DJPH collaboration: Rosamunde Baele and Marie Hartmann

With its own Dahlem Junior Host Program, the Dahlem Humanities Center supports young humanities scholars who would like to invite guest researchers from Germany or abroad to Freie Universität Berlin. The program enables them to host scholars whose research is of central interest to their own projects for a period of, generally, up to 8 weeks.

Rosamunde Baele and Marie Hartmann are art historians with a shared interest in materiality, use and semantics of illuminated late medieval manuscripts.

Baele’s research on French-Flemish manuscripts and late medieval religious book culture is central to the PhD project Hartmann has been working on at Freie Universität Berlin since 2020, titled “Visual Translations – The Materiality and Mediality of Black Books of Hours.”

Because of her ‘double background’ as both an art historian specialized in comparative stylistic and iconographic research of medieval books of hours and prayer books and as an expert in handling of manuscripts (from a codicological perspective), Baele’s stay as a guest researcher allows Hartmann to critically debate methodological questions of her very much ‘materiality-based’ dissertation.

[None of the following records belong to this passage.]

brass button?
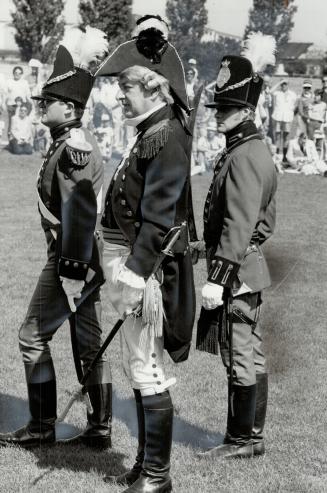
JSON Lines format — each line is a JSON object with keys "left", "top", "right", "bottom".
{"left": 152, "top": 364, "right": 156, "bottom": 368}
{"left": 134, "top": 221, "right": 140, "bottom": 227}
{"left": 121, "top": 199, "right": 126, "bottom": 206}
{"left": 151, "top": 353, "right": 156, "bottom": 358}
{"left": 153, "top": 373, "right": 158, "bottom": 378}
{"left": 133, "top": 148, "right": 138, "bottom": 154}
{"left": 122, "top": 174, "right": 126, "bottom": 181}
{"left": 83, "top": 264, "right": 88, "bottom": 269}
{"left": 73, "top": 262, "right": 79, "bottom": 268}
{"left": 119, "top": 187, "right": 123, "bottom": 193}
{"left": 127, "top": 211, "right": 132, "bottom": 217}
{"left": 65, "top": 260, "right": 70, "bottom": 266}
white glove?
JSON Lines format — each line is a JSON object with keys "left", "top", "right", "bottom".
{"left": 117, "top": 265, "right": 145, "bottom": 316}
{"left": 60, "top": 278, "right": 85, "bottom": 313}
{"left": 201, "top": 282, "right": 224, "bottom": 310}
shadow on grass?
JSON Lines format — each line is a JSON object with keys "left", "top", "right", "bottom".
{"left": 113, "top": 392, "right": 223, "bottom": 451}
{"left": 0, "top": 389, "right": 223, "bottom": 458}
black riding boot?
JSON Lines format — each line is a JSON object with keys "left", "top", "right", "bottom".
{"left": 123, "top": 391, "right": 173, "bottom": 493}
{"left": 104, "top": 389, "right": 145, "bottom": 486}
{"left": 252, "top": 373, "right": 268, "bottom": 456}
{"left": 200, "top": 384, "right": 256, "bottom": 459}
{"left": 60, "top": 383, "right": 112, "bottom": 449}
{"left": 0, "top": 363, "right": 57, "bottom": 448}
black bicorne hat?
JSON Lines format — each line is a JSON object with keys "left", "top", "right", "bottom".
{"left": 95, "top": 15, "right": 190, "bottom": 113}
{"left": 206, "top": 55, "right": 263, "bottom": 110}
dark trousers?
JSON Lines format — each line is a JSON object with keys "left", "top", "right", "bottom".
{"left": 19, "top": 232, "right": 111, "bottom": 386}
{"left": 9, "top": 138, "right": 33, "bottom": 155}
{"left": 219, "top": 292, "right": 265, "bottom": 387}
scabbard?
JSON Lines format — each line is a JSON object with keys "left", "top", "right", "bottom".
{"left": 225, "top": 288, "right": 234, "bottom": 416}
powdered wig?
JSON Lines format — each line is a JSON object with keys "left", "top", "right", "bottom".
{"left": 120, "top": 65, "right": 174, "bottom": 105}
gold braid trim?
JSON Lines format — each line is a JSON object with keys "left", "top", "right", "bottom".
{"left": 44, "top": 70, "right": 77, "bottom": 87}
{"left": 137, "top": 119, "right": 172, "bottom": 159}
{"left": 215, "top": 76, "right": 253, "bottom": 95}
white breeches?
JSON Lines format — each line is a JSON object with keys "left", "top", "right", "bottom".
{"left": 103, "top": 243, "right": 176, "bottom": 396}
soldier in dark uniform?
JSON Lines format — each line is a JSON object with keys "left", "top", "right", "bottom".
{"left": 196, "top": 53, "right": 277, "bottom": 459}
{"left": 0, "top": 29, "right": 112, "bottom": 449}
{"left": 96, "top": 15, "right": 196, "bottom": 493}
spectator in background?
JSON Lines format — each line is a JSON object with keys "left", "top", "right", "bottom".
{"left": 262, "top": 74, "right": 273, "bottom": 139}
{"left": 95, "top": 113, "right": 114, "bottom": 163}
{"left": 295, "top": 79, "right": 313, "bottom": 135}
{"left": 272, "top": 78, "right": 297, "bottom": 163}
{"left": 321, "top": 74, "right": 327, "bottom": 104}
{"left": 197, "top": 121, "right": 225, "bottom": 172}
{"left": 286, "top": 132, "right": 327, "bottom": 176}
{"left": 8, "top": 103, "right": 33, "bottom": 155}
{"left": 188, "top": 58, "right": 199, "bottom": 82}
{"left": 6, "top": 66, "right": 31, "bottom": 121}
{"left": 27, "top": 59, "right": 43, "bottom": 100}
{"left": 0, "top": 72, "right": 6, "bottom": 141}
{"left": 307, "top": 89, "right": 327, "bottom": 142}
{"left": 185, "top": 66, "right": 200, "bottom": 107}
{"left": 100, "top": 77, "right": 123, "bottom": 153}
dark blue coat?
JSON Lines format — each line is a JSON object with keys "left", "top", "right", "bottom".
{"left": 102, "top": 105, "right": 196, "bottom": 362}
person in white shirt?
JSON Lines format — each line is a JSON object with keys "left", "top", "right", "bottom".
{"left": 8, "top": 104, "right": 33, "bottom": 155}
{"left": 196, "top": 121, "right": 226, "bottom": 172}
{"left": 307, "top": 89, "right": 327, "bottom": 141}
{"left": 286, "top": 132, "right": 327, "bottom": 176}
{"left": 272, "top": 79, "right": 297, "bottom": 162}
{"left": 95, "top": 113, "right": 114, "bottom": 163}
{"left": 6, "top": 66, "right": 31, "bottom": 114}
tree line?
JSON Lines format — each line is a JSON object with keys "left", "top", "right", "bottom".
{"left": 11, "top": 0, "right": 297, "bottom": 81}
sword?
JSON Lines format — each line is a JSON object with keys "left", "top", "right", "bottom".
{"left": 57, "top": 222, "right": 186, "bottom": 422}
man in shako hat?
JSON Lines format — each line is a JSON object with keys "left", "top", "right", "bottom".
{"left": 196, "top": 33, "right": 277, "bottom": 459}
{"left": 96, "top": 14, "right": 196, "bottom": 493}
{"left": 0, "top": 28, "right": 113, "bottom": 449}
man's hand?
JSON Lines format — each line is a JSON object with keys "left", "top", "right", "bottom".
{"left": 60, "top": 278, "right": 85, "bottom": 313}
{"left": 117, "top": 265, "right": 145, "bottom": 316}
{"left": 201, "top": 282, "right": 224, "bottom": 310}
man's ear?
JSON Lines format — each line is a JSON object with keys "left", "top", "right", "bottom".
{"left": 150, "top": 87, "right": 160, "bottom": 100}
{"left": 64, "top": 101, "right": 74, "bottom": 117}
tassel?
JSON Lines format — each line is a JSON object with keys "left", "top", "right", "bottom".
{"left": 139, "top": 275, "right": 164, "bottom": 352}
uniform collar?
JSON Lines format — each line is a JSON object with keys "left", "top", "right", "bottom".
{"left": 124, "top": 102, "right": 167, "bottom": 127}
{"left": 136, "top": 104, "right": 172, "bottom": 133}
{"left": 225, "top": 121, "right": 260, "bottom": 151}
{"left": 50, "top": 119, "right": 82, "bottom": 140}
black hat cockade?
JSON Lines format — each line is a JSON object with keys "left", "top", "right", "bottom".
{"left": 95, "top": 15, "right": 190, "bottom": 113}
{"left": 32, "top": 27, "right": 108, "bottom": 109}
{"left": 206, "top": 32, "right": 276, "bottom": 110}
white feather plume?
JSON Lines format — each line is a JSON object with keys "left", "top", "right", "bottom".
{"left": 241, "top": 32, "right": 276, "bottom": 73}
{"left": 61, "top": 26, "right": 108, "bottom": 68}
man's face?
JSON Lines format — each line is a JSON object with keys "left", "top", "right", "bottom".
{"left": 186, "top": 70, "right": 195, "bottom": 83}
{"left": 19, "top": 107, "right": 28, "bottom": 119}
{"left": 215, "top": 106, "right": 246, "bottom": 133}
{"left": 38, "top": 99, "right": 70, "bottom": 128}
{"left": 299, "top": 134, "right": 307, "bottom": 146}
{"left": 13, "top": 69, "right": 23, "bottom": 81}
{"left": 281, "top": 82, "right": 288, "bottom": 92}
{"left": 117, "top": 76, "right": 150, "bottom": 118}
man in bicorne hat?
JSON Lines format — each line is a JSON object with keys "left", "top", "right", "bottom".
{"left": 97, "top": 14, "right": 196, "bottom": 493}
{"left": 0, "top": 28, "right": 112, "bottom": 450}
{"left": 196, "top": 53, "right": 277, "bottom": 459}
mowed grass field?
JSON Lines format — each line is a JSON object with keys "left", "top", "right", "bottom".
{"left": 1, "top": 148, "right": 327, "bottom": 493}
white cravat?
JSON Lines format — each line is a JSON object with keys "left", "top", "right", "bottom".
{"left": 124, "top": 102, "right": 167, "bottom": 127}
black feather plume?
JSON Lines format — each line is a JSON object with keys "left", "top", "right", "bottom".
{"left": 136, "top": 28, "right": 168, "bottom": 64}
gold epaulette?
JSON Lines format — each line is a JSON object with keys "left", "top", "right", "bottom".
{"left": 137, "top": 119, "right": 172, "bottom": 159}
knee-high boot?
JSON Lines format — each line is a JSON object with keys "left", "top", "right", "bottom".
{"left": 60, "top": 382, "right": 112, "bottom": 449}
{"left": 123, "top": 391, "right": 173, "bottom": 493}
{"left": 200, "top": 384, "right": 256, "bottom": 459}
{"left": 104, "top": 389, "right": 145, "bottom": 486}
{"left": 0, "top": 361, "right": 57, "bottom": 448}
{"left": 252, "top": 373, "right": 268, "bottom": 456}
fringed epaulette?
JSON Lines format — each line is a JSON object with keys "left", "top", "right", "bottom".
{"left": 137, "top": 119, "right": 172, "bottom": 159}
{"left": 65, "top": 128, "right": 92, "bottom": 169}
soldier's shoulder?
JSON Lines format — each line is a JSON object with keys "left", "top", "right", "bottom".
{"left": 137, "top": 118, "right": 173, "bottom": 159}
{"left": 62, "top": 128, "right": 93, "bottom": 169}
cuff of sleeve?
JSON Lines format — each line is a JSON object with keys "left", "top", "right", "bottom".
{"left": 58, "top": 257, "right": 89, "bottom": 281}
{"left": 117, "top": 264, "right": 146, "bottom": 289}
{"left": 208, "top": 256, "right": 240, "bottom": 287}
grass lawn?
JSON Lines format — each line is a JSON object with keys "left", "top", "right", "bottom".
{"left": 1, "top": 149, "right": 327, "bottom": 493}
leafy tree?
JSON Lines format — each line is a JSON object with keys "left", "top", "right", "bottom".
{"left": 244, "top": 0, "right": 297, "bottom": 59}
{"left": 11, "top": 0, "right": 65, "bottom": 63}
{"left": 79, "top": 0, "right": 133, "bottom": 52}
{"left": 166, "top": 0, "right": 208, "bottom": 55}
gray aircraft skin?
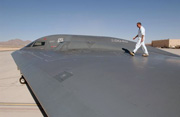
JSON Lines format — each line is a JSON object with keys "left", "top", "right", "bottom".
{"left": 12, "top": 35, "right": 180, "bottom": 117}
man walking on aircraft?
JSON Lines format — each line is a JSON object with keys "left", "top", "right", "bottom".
{"left": 130, "top": 22, "right": 149, "bottom": 57}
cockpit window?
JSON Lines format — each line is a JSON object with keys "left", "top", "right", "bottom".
{"left": 33, "top": 41, "right": 45, "bottom": 47}
{"left": 26, "top": 42, "right": 34, "bottom": 47}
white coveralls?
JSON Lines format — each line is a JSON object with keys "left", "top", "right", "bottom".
{"left": 133, "top": 26, "right": 149, "bottom": 55}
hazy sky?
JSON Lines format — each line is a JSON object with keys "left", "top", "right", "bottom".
{"left": 0, "top": 0, "right": 180, "bottom": 43}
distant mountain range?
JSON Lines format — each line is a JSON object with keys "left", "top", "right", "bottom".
{"left": 0, "top": 39, "right": 31, "bottom": 47}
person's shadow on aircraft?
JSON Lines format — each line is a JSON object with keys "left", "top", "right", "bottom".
{"left": 122, "top": 48, "right": 130, "bottom": 54}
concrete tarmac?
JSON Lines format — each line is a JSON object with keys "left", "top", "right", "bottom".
{"left": 0, "top": 51, "right": 42, "bottom": 117}
{"left": 159, "top": 48, "right": 180, "bottom": 56}
{"left": 0, "top": 49, "right": 179, "bottom": 117}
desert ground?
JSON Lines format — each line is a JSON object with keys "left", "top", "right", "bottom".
{"left": 0, "top": 47, "right": 21, "bottom": 51}
{"left": 0, "top": 49, "right": 179, "bottom": 117}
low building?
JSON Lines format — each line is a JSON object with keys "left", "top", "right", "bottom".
{"left": 152, "top": 39, "right": 180, "bottom": 48}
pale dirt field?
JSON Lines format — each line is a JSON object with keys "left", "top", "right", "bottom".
{"left": 0, "top": 49, "right": 179, "bottom": 117}
{"left": 0, "top": 47, "right": 21, "bottom": 51}
{"left": 0, "top": 51, "right": 43, "bottom": 117}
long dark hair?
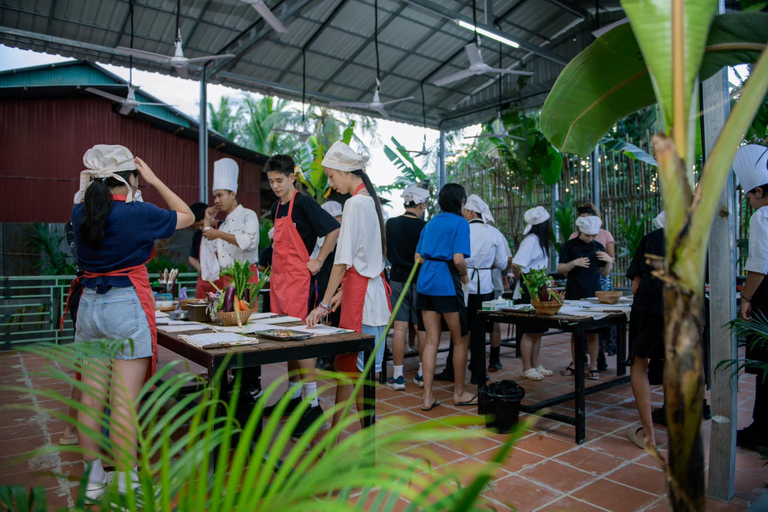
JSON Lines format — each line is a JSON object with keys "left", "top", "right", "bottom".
{"left": 80, "top": 170, "right": 137, "bottom": 250}
{"left": 438, "top": 183, "right": 466, "bottom": 215}
{"left": 527, "top": 219, "right": 550, "bottom": 257}
{"left": 351, "top": 170, "right": 386, "bottom": 259}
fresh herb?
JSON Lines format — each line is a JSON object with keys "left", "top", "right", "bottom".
{"left": 522, "top": 269, "right": 563, "bottom": 304}
{"left": 215, "top": 261, "right": 271, "bottom": 311}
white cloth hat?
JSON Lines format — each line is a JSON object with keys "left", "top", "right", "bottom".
{"left": 733, "top": 144, "right": 768, "bottom": 193}
{"left": 654, "top": 211, "right": 666, "bottom": 229}
{"left": 321, "top": 200, "right": 343, "bottom": 217}
{"left": 523, "top": 206, "right": 550, "bottom": 235}
{"left": 401, "top": 184, "right": 430, "bottom": 205}
{"left": 268, "top": 227, "right": 274, "bottom": 240}
{"left": 212, "top": 158, "right": 239, "bottom": 193}
{"left": 74, "top": 144, "right": 137, "bottom": 204}
{"left": 575, "top": 215, "right": 602, "bottom": 235}
{"left": 465, "top": 194, "right": 495, "bottom": 223}
{"left": 321, "top": 141, "right": 369, "bottom": 172}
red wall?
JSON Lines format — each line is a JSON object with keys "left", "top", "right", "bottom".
{"left": 0, "top": 98, "right": 262, "bottom": 223}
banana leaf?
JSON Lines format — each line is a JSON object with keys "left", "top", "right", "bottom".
{"left": 601, "top": 138, "right": 658, "bottom": 166}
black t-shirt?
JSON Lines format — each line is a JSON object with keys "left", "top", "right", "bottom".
{"left": 190, "top": 229, "right": 202, "bottom": 260}
{"left": 386, "top": 213, "right": 427, "bottom": 282}
{"left": 559, "top": 237, "right": 606, "bottom": 300}
{"left": 270, "top": 193, "right": 340, "bottom": 255}
{"left": 259, "top": 245, "right": 273, "bottom": 270}
{"left": 626, "top": 228, "right": 665, "bottom": 317}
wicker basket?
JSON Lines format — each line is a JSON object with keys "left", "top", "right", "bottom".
{"left": 595, "top": 291, "right": 623, "bottom": 304}
{"left": 215, "top": 308, "right": 253, "bottom": 326}
{"left": 531, "top": 300, "right": 563, "bottom": 316}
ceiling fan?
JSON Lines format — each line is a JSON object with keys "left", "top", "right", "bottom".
{"left": 406, "top": 84, "right": 432, "bottom": 157}
{"left": 86, "top": 86, "right": 169, "bottom": 116}
{"left": 88, "top": 0, "right": 170, "bottom": 115}
{"left": 239, "top": 0, "right": 288, "bottom": 33}
{"left": 115, "top": 0, "right": 235, "bottom": 79}
{"left": 329, "top": 0, "right": 413, "bottom": 117}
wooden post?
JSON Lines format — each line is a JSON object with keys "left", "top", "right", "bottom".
{"left": 703, "top": 66, "right": 737, "bottom": 501}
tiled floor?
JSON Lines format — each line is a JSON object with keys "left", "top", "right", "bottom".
{"left": 1, "top": 330, "right": 766, "bottom": 511}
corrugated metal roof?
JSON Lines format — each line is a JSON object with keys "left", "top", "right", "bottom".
{"left": 0, "top": 0, "right": 623, "bottom": 129}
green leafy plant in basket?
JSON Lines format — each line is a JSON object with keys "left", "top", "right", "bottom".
{"left": 522, "top": 268, "right": 563, "bottom": 304}
{"left": 216, "top": 260, "right": 270, "bottom": 311}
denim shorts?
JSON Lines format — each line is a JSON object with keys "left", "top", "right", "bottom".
{"left": 75, "top": 287, "right": 153, "bottom": 360}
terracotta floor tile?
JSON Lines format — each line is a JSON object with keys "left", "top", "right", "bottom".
{"left": 0, "top": 435, "right": 50, "bottom": 459}
{"left": 438, "top": 433, "right": 501, "bottom": 457}
{"left": 571, "top": 478, "right": 657, "bottom": 512}
{"left": 384, "top": 393, "right": 427, "bottom": 409}
{"left": 475, "top": 446, "right": 545, "bottom": 473}
{"left": 606, "top": 463, "right": 667, "bottom": 496}
{"left": 585, "top": 434, "right": 648, "bottom": 461}
{"left": 555, "top": 447, "right": 625, "bottom": 476}
{"left": 483, "top": 473, "right": 562, "bottom": 510}
{"left": 515, "top": 433, "right": 576, "bottom": 458}
{"left": 400, "top": 442, "right": 467, "bottom": 468}
{"left": 641, "top": 497, "right": 672, "bottom": 511}
{"left": 537, "top": 495, "right": 611, "bottom": 511}
{"left": 519, "top": 459, "right": 596, "bottom": 493}
{"left": 704, "top": 496, "right": 752, "bottom": 511}
{"left": 734, "top": 469, "right": 768, "bottom": 499}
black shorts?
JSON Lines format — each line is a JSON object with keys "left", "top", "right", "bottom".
{"left": 516, "top": 286, "right": 549, "bottom": 335}
{"left": 629, "top": 311, "right": 664, "bottom": 360}
{"left": 417, "top": 293, "right": 469, "bottom": 336}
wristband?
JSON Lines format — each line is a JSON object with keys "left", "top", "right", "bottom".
{"left": 742, "top": 294, "right": 752, "bottom": 302}
{"left": 320, "top": 301, "right": 333, "bottom": 310}
{"left": 204, "top": 227, "right": 212, "bottom": 231}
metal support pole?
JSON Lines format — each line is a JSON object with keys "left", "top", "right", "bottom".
{"left": 550, "top": 182, "right": 560, "bottom": 272}
{"left": 591, "top": 146, "right": 600, "bottom": 211}
{"left": 199, "top": 65, "right": 209, "bottom": 203}
{"left": 438, "top": 128, "right": 447, "bottom": 189}
{"left": 703, "top": 66, "right": 737, "bottom": 501}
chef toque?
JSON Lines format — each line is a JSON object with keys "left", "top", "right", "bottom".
{"left": 401, "top": 184, "right": 430, "bottom": 205}
{"left": 654, "top": 211, "right": 666, "bottom": 229}
{"left": 575, "top": 215, "right": 602, "bottom": 235}
{"left": 212, "top": 158, "right": 239, "bottom": 193}
{"left": 465, "top": 194, "right": 495, "bottom": 223}
{"left": 321, "top": 141, "right": 369, "bottom": 172}
{"left": 321, "top": 200, "right": 343, "bottom": 217}
{"left": 74, "top": 145, "right": 137, "bottom": 204}
{"left": 523, "top": 206, "right": 550, "bottom": 235}
{"left": 733, "top": 144, "right": 768, "bottom": 193}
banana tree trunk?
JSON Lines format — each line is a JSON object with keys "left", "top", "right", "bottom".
{"left": 662, "top": 284, "right": 706, "bottom": 511}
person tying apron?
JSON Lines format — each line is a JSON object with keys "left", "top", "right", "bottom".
{"left": 70, "top": 145, "right": 194, "bottom": 500}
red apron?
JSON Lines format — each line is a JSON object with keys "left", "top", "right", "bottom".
{"left": 270, "top": 191, "right": 312, "bottom": 320}
{"left": 335, "top": 184, "right": 392, "bottom": 373}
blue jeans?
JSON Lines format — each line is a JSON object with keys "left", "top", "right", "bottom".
{"left": 75, "top": 287, "right": 153, "bottom": 359}
{"left": 356, "top": 324, "right": 387, "bottom": 373}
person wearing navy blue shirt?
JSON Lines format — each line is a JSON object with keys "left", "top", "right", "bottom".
{"left": 415, "top": 183, "right": 477, "bottom": 411}
{"left": 70, "top": 145, "right": 194, "bottom": 500}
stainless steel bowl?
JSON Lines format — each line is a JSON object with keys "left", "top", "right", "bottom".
{"left": 169, "top": 310, "right": 188, "bottom": 321}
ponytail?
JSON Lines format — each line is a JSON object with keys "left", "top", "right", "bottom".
{"left": 80, "top": 170, "right": 137, "bottom": 250}
{"left": 352, "top": 170, "right": 386, "bottom": 259}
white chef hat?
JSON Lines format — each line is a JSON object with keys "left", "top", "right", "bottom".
{"left": 654, "top": 211, "right": 666, "bottom": 229}
{"left": 733, "top": 144, "right": 768, "bottom": 193}
{"left": 212, "top": 158, "right": 239, "bottom": 193}
{"left": 321, "top": 141, "right": 369, "bottom": 172}
{"left": 74, "top": 144, "right": 137, "bottom": 204}
{"left": 268, "top": 227, "right": 274, "bottom": 240}
{"left": 523, "top": 206, "right": 550, "bottom": 235}
{"left": 465, "top": 194, "right": 495, "bottom": 223}
{"left": 321, "top": 200, "right": 343, "bottom": 217}
{"left": 575, "top": 215, "right": 602, "bottom": 235}
{"left": 401, "top": 184, "right": 430, "bottom": 205}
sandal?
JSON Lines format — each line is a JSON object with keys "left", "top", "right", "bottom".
{"left": 628, "top": 426, "right": 648, "bottom": 449}
{"left": 536, "top": 365, "right": 553, "bottom": 377}
{"left": 560, "top": 364, "right": 575, "bottom": 376}
{"left": 421, "top": 399, "right": 441, "bottom": 412}
{"left": 522, "top": 368, "right": 544, "bottom": 381}
{"left": 588, "top": 370, "right": 600, "bottom": 380}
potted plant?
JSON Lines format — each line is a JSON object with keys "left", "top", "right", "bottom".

In this DJHP collaboration, they want to deepen their already initiated debate on the tension between studying facsimiles, digitized manuscripts and originals (Hartmann), and how these different versions of a book’s materiality influence both art historical research and cataloguing (Baele). They will also explore the potential of joint scholarly discussions while consulting actual three-dimensional manuscript (copies) through work sessions at the splendid facsimile collection of Dr. Detlef M. Noack.